What is the #resistance fighting for, at the end of Wolfenstein II? To reclaim their country from external corruption? The presence of real-world revolutionary signifiers, however diluted, reminds us that for anyone outside the white American upper class, the founding principles of the United States were never actually put into practice. The men who wrote this country into existence were hypocritical slaveowners who had a way with words. The Constitution is as carefully designed an aesthetic statement as the SS uniform: a vehicle for a rapacious, self-serving ideology that materially destroyed untold human lives.
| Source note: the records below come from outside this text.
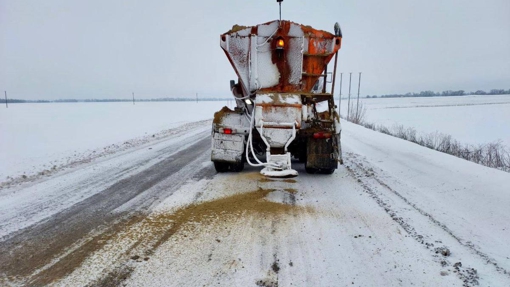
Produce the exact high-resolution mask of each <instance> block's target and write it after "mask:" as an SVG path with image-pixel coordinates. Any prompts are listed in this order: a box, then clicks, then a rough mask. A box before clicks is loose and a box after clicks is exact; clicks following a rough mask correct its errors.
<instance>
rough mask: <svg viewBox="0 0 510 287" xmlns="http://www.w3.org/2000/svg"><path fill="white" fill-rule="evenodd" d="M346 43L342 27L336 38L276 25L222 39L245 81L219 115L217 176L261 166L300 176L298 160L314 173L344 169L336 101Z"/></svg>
mask: <svg viewBox="0 0 510 287" xmlns="http://www.w3.org/2000/svg"><path fill="white" fill-rule="evenodd" d="M341 43H342V33H341V31H340V27H339V26H338V23H336V24H335V32H334V34H332V33H329V32H326V31H322V30H316V29H313V28H312V27H310V26H305V25H301V24H297V23H294V22H291V21H285V20H275V21H271V22H268V23H264V24H259V25H255V26H251V27H246V26H238V25H234V26H233V28H232V29H231V30H230V31H228V32H226V33H224V34H221V35H220V46H221V48H222V49H223V51H224V52H225V55H226V56H227V58H228V60H229V61H230V63H231V65H232V68H234V71H235V73H236V74H237V77H238V80H237V82H236V81H235V80H232V81H230V89H231V91H232V95H233V97H234V99H235V103H236V107H235V108H234V109H233V110H232V109H230V108H228V107H223V108H222V109H221V110H220V111H218V112H216V113H215V114H214V120H213V127H212V154H211V160H212V161H213V162H214V166H215V169H216V171H217V172H227V171H232V172H239V171H242V170H243V168H244V165H245V164H249V165H251V166H258V167H262V170H261V174H263V175H265V176H269V177H293V176H297V175H298V172H297V171H296V170H294V169H292V167H291V160H292V159H295V161H298V162H301V163H304V165H305V170H306V172H307V173H324V174H332V173H333V172H334V171H335V169H336V168H337V166H338V164H339V163H342V158H341V156H342V155H341V146H340V132H341V127H340V119H339V116H338V113H337V112H336V106H335V103H334V99H333V91H334V86H335V83H334V82H335V76H336V75H335V74H336V64H337V53H338V50H339V49H340V46H341ZM333 57H335V61H334V62H335V63H334V67H333V72H332V73H331V72H329V73H328V71H327V67H328V63H329V62H330V61H331V59H332V58H333ZM328 86H329V87H330V89H329V91H328V89H327V88H328Z"/></svg>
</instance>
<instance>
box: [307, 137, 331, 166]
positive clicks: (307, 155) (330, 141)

In subsuming America’s own sins into a cartoonish Nazi regime, Wolfenstein II threatens to absolve a legacy of hate whose wounds remain open to this day—and moreover, is one tiny symptom of a greater selective liberal amnesia that wishes to compartmentalize Donald Trump as a historical aberration rather than the grotesque, gnashing culmination of American empire. In that way, perhaps, it is as timely a text as you could find.